Wuyi Shuixian — Old Bush

Vessel
110 ml white porcelain gaiwan
Leaf
8 – 10 g
Water
Fresh boil, 100°C the whole way
Rinse
1 quick pour, discard
Steeps 1–4
5 to 8 seconds, pour fully
Steeps 5+
Add 5–10 seconds each; old bush rewards a long sit
Yield
10+ infusions; sweeter the longer you stay
Fully oxidised red tea

Wild Black — Mountain Wind

Vessel
110 ml gaiwan or thin clay pot
Leaf
5 – 7 g
Water
90 – 98°C — let the kettle settle
Rinse
Optional
Steeps 1–3
Quick pour, 5 – 7 seconds
Steeps 4+
Let it sit; the honey deepens
Yield
10+ infusions; best half an hour after a meal
Small habits

Six quiet rules.

01

Warm the vessel

A cold gaiwan steals the fragrance from the first pour.

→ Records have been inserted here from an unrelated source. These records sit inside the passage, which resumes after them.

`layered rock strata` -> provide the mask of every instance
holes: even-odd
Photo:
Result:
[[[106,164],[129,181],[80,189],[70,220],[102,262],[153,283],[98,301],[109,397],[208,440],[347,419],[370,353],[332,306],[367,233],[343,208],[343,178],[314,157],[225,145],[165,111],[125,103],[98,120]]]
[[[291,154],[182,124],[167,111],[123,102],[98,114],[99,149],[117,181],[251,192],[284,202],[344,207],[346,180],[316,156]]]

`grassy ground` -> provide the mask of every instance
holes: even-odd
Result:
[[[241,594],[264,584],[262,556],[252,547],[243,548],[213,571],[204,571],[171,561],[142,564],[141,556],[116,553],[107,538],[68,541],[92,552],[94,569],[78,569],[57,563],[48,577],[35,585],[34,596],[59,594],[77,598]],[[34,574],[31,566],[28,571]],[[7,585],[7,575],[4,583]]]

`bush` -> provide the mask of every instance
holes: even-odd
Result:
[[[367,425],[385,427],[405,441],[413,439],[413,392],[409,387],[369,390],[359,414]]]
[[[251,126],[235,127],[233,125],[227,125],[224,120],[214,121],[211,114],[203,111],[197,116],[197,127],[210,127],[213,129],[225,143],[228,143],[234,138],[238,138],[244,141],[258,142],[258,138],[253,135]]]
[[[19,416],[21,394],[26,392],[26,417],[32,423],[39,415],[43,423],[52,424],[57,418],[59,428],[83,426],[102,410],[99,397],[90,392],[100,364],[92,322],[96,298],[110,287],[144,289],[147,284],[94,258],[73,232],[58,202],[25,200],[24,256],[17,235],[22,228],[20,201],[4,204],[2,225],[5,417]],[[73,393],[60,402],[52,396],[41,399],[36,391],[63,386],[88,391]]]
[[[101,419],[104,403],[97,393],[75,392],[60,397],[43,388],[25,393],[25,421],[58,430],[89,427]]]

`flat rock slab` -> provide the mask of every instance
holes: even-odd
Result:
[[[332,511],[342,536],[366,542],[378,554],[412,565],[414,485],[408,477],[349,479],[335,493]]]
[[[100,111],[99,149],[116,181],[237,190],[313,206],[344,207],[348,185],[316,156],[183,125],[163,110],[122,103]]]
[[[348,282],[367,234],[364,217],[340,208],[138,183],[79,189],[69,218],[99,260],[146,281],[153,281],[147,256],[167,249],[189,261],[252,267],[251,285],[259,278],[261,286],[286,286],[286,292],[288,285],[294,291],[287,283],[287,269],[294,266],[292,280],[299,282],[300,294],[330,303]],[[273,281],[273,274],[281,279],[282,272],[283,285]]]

Always rinse it with the same hot water you'll brew with.

02

Smell the leaf dry

Cup the warm porcelain over the leaf and inhale slowly. This is the first cup — taken with the nose.

03

Pour fully

Empty the vessel each time. Leftover water keeps brewing and the second steep turns sour.

04

Listen to the lid

The aroma on the underside of the gaiwan lid changes through the session. It tells you when the leaf is opening — or tired.

05

Slow your last sip

The huigan — the sweet return at the back of the throat — arrives after the cup is gone. Wait for it.

06

Keep the leaves wet

If you pause the session, leave the leaves wet under the closed lid. They forgive a short rest, not a dry one.

Tea leaves

"The first cup wakes the leaf. The third cup tells the truth."